Es ist schwierig, die Gründe für ein undeutliches Gefühl ohne Weiteres auf nicht restriktive und nicht einschränkende Weise darzulegen. Denn obwohl die Politik der Ort des Protests, des Einfallsreichtums und des Experimentierens sein soll, lässt sich kaum die Homogenität unserer politischen Sprache übersehen! Sobald wir uns über die Polizei oder die Justiz, über Wahlen oder Demonstrationen, über den Staat oder das Gesetz äußern oder uns darüber Gedanken machen, drängen sich uns die immer gleichen Rede- und Wahrnehmungsweisen auf. Eine geringe Anzahl von Begriffen kehrt ständig wieder – so als ob (was bereits ein beunruhigendes Phänomen darstellt) ein Dutzend Begriffe ausreichen würde, um das Wesentliche unseres Lebens zu erfassen: Volk, Gemeinwille, Gesellschaftsvertrag, Souveränität, Legitimität, Staatsbürgerschaft, Konstitution und Destitution, wir, öffentlicher Raum, Repräsentation, Gemeinschaftsgefühl, Gemeinschaft, Gesetzgeber, Debatte, Demokratie …

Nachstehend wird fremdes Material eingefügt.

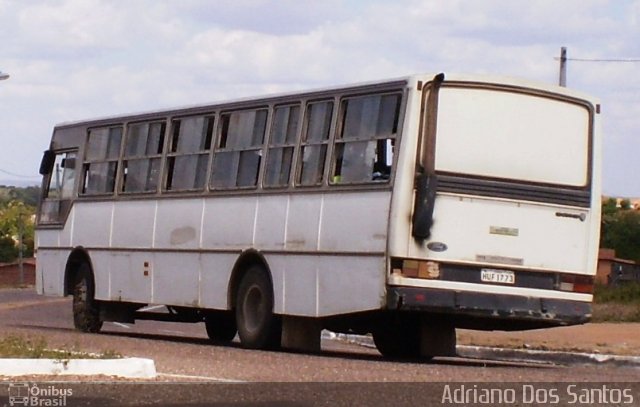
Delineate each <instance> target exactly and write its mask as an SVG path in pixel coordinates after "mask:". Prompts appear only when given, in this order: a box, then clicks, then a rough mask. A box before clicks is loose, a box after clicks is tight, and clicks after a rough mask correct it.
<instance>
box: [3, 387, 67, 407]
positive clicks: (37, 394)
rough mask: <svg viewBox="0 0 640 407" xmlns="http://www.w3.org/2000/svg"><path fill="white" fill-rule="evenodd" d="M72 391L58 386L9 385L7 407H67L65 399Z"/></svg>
mask: <svg viewBox="0 0 640 407" xmlns="http://www.w3.org/2000/svg"><path fill="white" fill-rule="evenodd" d="M71 395H73V390H72V389H69V388H61V387H59V386H54V385H47V386H42V385H41V386H38V385H37V384H35V383H34V384H29V383H9V406H11V407H13V406H29V407H32V406H38V407H40V406H43V407H44V406H52V407H53V406H57V407H62V406H66V405H67V397H69V396H71Z"/></svg>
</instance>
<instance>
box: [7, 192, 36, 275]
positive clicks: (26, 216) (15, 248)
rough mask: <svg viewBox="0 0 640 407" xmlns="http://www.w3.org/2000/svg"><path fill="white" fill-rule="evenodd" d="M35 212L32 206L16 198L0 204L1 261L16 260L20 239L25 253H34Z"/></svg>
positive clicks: (18, 250) (28, 253) (9, 261)
mask: <svg viewBox="0 0 640 407" xmlns="http://www.w3.org/2000/svg"><path fill="white" fill-rule="evenodd" d="M34 213H35V209H34V208H33V207H32V206H28V205H25V204H24V203H23V202H21V201H16V200H14V201H11V202H9V203H8V204H5V205H3V206H0V246H1V248H0V251H2V254H1V255H0V258H2V260H0V261H3V262H10V261H13V260H15V258H16V257H18V253H19V250H20V247H17V242H20V241H22V244H23V246H22V250H23V255H25V256H26V255H28V254H32V253H33V236H34V224H33V219H34Z"/></svg>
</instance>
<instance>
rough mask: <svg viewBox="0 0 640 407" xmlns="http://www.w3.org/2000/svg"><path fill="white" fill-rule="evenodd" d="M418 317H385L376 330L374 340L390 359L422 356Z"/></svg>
mask: <svg viewBox="0 0 640 407" xmlns="http://www.w3.org/2000/svg"><path fill="white" fill-rule="evenodd" d="M418 322H419V321H418V319H417V318H411V317H403V318H389V319H385V320H384V322H383V323H381V324H380V325H379V326H378V327H377V328H376V329H375V330H374V331H373V342H374V343H375V345H376V348H377V349H378V351H379V352H380V353H381V354H382V356H384V357H385V358H388V359H417V358H420V324H419V323H418Z"/></svg>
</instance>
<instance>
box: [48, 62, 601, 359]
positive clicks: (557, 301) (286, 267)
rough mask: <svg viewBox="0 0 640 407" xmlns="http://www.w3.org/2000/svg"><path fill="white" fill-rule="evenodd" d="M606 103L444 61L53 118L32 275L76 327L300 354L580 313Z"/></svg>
mask: <svg viewBox="0 0 640 407" xmlns="http://www.w3.org/2000/svg"><path fill="white" fill-rule="evenodd" d="M599 116H600V105H599V104H598V102H597V101H595V100H594V99H592V98H590V97H587V96H585V95H582V94H579V93H576V92H574V91H571V90H568V89H566V88H560V87H555V86H548V85H541V84H534V83H530V82H528V81H521V80H515V79H508V78H492V77H474V76H462V75H447V76H446V78H445V75H444V74H438V75H422V76H411V77H405V78H400V79H395V80H389V81H379V82H373V83H367V84H359V85H353V86H343V87H335V88H329V89H323V90H316V91H309V92H299V93H291V94H286V95H278V96H267V97H259V98H252V99H244V100H237V101H232V102H228V103H215V104H210V105H202V106H197V107H189V108H181V109H174V110H167V111H157V112H150V113H144V114H130V115H123V116H118V117H109V118H102V119H95V120H88V121H82V122H75V123H65V124H61V125H58V126H56V127H55V129H54V131H53V137H52V140H51V144H50V147H49V149H48V150H47V151H46V152H45V154H44V157H43V160H42V165H41V168H40V172H41V174H42V175H43V184H42V185H43V196H42V200H41V201H42V202H41V204H40V208H39V213H38V219H37V241H36V245H37V258H38V260H37V290H38V292H39V293H41V294H44V295H53V296H67V295H72V296H73V313H74V323H75V326H76V328H78V329H80V330H82V331H87V332H97V331H99V330H100V329H101V326H102V323H103V321H120V322H130V323H131V322H134V321H135V320H138V319H157V320H165V321H184V322H204V323H205V327H206V331H207V333H208V335H209V337H210V338H211V339H212V340H214V341H217V342H228V341H231V340H232V339H233V338H234V337H235V335H236V333H237V334H238V336H239V339H240V342H241V344H242V345H243V346H246V347H249V348H273V347H278V346H282V347H287V348H295V349H307V350H308V349H319V346H320V331H321V330H322V329H330V330H333V331H338V332H350V333H361V334H365V333H371V334H372V335H373V338H374V341H375V343H376V346H377V347H378V349H379V350H380V352H381V353H382V354H383V355H384V356H387V357H419V356H421V357H427V358H428V357H431V356H439V355H452V354H454V353H455V343H456V335H455V328H457V327H459V328H471V329H480V330H524V329H534V328H542V327H552V326H559V325H570V324H580V323H584V322H586V321H588V320H589V318H590V315H591V301H592V288H593V281H594V274H595V270H596V253H597V247H598V236H599V226H600V199H601V198H600V175H599V169H600V165H601V164H600V163H601V158H600V148H599V143H600V130H599V120H600V119H599ZM149 305H165V306H166V307H167V309H168V312H150V311H148V310H147V308H145V307H147V306H149Z"/></svg>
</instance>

Mit diesen Begriffen lassen sich durchaus sehr unterschiedliche Dinge sagen. Wir können mit ihrer Hilfe Diskurse artikulieren, die entgegengesetzten politischen Lagern zuzuordnen sind, Diskurse, die die Form einer Legitimierung der Institutionen der liberalen Demokratie ebenso gut annehmen können, wie die Form einer Kritik am antidemokratischen Charakter dieser Institutionen oder eines Aufrufs zum Volksaufstand gegen unrechtmäßig agierende Institutionen. Doch diese Veränderlichkeit und Vielfalt der Stellungnahmen verhindert nicht, dass die Autoren, die sie aussprechen, ein und dieselbe Sprache teilen, sodass man sich in einer sonderbaren Situation befindet, in der jeder – von der Regierung bis zu oppositionellen Aktivisten, von konservativen Philosophen bis zu kritischen Theoretikern – mit denselben Wörtern spricht.